La mise en scène n’a rien d’extravagante. On est loin des prouesses d’autres grands classiques du cinéma, que l’on songe à « la règle du jeu » de Renoir ou à « la dame de Shangaï » de Wells. Mais c’est la mise en scène qui fonctionne pour ce film. Un jeu avec les contrastes de lumière et les ombres qui sert le romantisme du film, avant tout, les plans sur Bergman ou Bogart, saisissant leurs émotions. Et puis Casablanca c’est l’usage de la musique. Le thème de jazz « as time goes by », splendide, joue un rôle immense dans l’émotion que dégage le film, comme dans celles des personnages.

Les dialogues sont splendides, conviennent parfaitement à ce gigantesque jeu de bluff, et ce n’est pas par hasard si le film est centré autour d’un lieu de jeu d’argent. Chaque phrase est pesée et compte dans le jeu de l’amour et de la mort.

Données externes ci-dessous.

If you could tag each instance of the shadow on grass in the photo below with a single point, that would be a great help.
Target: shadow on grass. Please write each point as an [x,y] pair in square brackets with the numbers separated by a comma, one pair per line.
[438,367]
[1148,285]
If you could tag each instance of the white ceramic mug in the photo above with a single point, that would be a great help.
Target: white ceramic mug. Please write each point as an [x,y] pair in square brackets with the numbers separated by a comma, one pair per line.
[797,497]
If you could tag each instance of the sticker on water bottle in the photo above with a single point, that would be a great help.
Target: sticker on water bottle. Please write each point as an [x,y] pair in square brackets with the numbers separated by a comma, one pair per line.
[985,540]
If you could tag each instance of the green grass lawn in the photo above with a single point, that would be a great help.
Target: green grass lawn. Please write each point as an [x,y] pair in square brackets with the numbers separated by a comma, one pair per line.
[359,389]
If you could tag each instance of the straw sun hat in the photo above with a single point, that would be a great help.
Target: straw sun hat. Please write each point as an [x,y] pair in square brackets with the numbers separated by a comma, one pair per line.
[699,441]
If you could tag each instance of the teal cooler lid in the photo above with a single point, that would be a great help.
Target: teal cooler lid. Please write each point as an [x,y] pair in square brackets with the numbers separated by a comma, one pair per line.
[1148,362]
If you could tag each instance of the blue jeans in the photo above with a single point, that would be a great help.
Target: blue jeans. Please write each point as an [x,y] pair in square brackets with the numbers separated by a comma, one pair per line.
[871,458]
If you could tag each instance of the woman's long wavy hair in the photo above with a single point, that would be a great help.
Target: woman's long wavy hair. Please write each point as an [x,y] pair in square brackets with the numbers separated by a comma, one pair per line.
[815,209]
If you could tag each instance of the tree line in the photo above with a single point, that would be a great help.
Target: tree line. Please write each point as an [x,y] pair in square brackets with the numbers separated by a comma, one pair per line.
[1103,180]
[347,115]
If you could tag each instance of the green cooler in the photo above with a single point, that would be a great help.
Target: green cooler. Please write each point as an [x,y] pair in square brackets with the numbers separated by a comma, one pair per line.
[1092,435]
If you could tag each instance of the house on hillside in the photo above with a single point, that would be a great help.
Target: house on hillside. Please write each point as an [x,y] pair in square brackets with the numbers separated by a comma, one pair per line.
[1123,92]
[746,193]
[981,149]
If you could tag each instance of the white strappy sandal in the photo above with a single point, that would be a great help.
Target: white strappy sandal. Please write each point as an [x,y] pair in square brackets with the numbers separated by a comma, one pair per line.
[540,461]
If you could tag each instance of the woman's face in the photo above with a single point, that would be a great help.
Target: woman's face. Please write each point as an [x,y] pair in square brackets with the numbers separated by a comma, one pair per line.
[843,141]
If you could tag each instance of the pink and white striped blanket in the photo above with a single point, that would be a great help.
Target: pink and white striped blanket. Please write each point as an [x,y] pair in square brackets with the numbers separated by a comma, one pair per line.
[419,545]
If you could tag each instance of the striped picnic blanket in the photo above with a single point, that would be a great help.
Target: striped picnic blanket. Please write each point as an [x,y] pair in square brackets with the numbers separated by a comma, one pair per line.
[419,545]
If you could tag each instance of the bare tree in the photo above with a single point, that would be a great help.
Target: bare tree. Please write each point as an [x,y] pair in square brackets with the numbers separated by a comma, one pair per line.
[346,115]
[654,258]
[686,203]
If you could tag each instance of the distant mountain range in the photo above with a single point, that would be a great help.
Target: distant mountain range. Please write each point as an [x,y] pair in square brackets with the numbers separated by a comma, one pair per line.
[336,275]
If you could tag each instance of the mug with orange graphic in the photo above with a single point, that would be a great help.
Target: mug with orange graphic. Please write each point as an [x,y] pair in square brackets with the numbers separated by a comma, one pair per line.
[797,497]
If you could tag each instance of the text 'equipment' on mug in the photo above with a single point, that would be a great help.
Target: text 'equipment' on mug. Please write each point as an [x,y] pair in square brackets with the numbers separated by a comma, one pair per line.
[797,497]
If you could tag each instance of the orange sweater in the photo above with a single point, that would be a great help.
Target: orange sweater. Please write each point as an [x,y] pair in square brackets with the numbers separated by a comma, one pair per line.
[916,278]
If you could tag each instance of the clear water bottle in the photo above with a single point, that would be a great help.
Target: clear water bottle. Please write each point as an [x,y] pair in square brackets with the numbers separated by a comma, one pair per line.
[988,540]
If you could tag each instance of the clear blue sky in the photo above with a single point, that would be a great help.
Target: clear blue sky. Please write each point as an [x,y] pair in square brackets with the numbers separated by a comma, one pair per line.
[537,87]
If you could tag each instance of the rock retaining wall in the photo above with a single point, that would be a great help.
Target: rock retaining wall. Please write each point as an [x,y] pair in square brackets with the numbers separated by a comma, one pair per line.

Tout le monde s’efforce d’avoir un coup d’avance, et à ce jeu le personnage de Bogart est le meilleur.

C’est un drame, un drame politique, où étrangement le schéma n’est pas simplement manichéen. En pleine guerre, les scénaristes parviennent à saisir le drame de l’individu dans la guerre. Loin de dire que l’amour n’est rien, n’est que secondaire, dans ce gigantesque cataclysme, le film dit au contraire, alors que les combats sont en cours, que les passions amoureuses sont au cœur de tout et sont ce qu’il y a de plus noble. C’est par amour que Bogart sort de son cynisme désespéré, tout superficiel cependant. C’est par amour qu’il décide de prendre un nouveau virage dans sa vie. C’est par amour qu’il parvient à trouver le plan génial, rationnel, qui aboutit à sauver la résistance. Le romantisme échevelé du film se paie en plus le luxe de répudier une certaine morale bas de gamme, puisque personne n’est immoral quand il aime, dans ce film.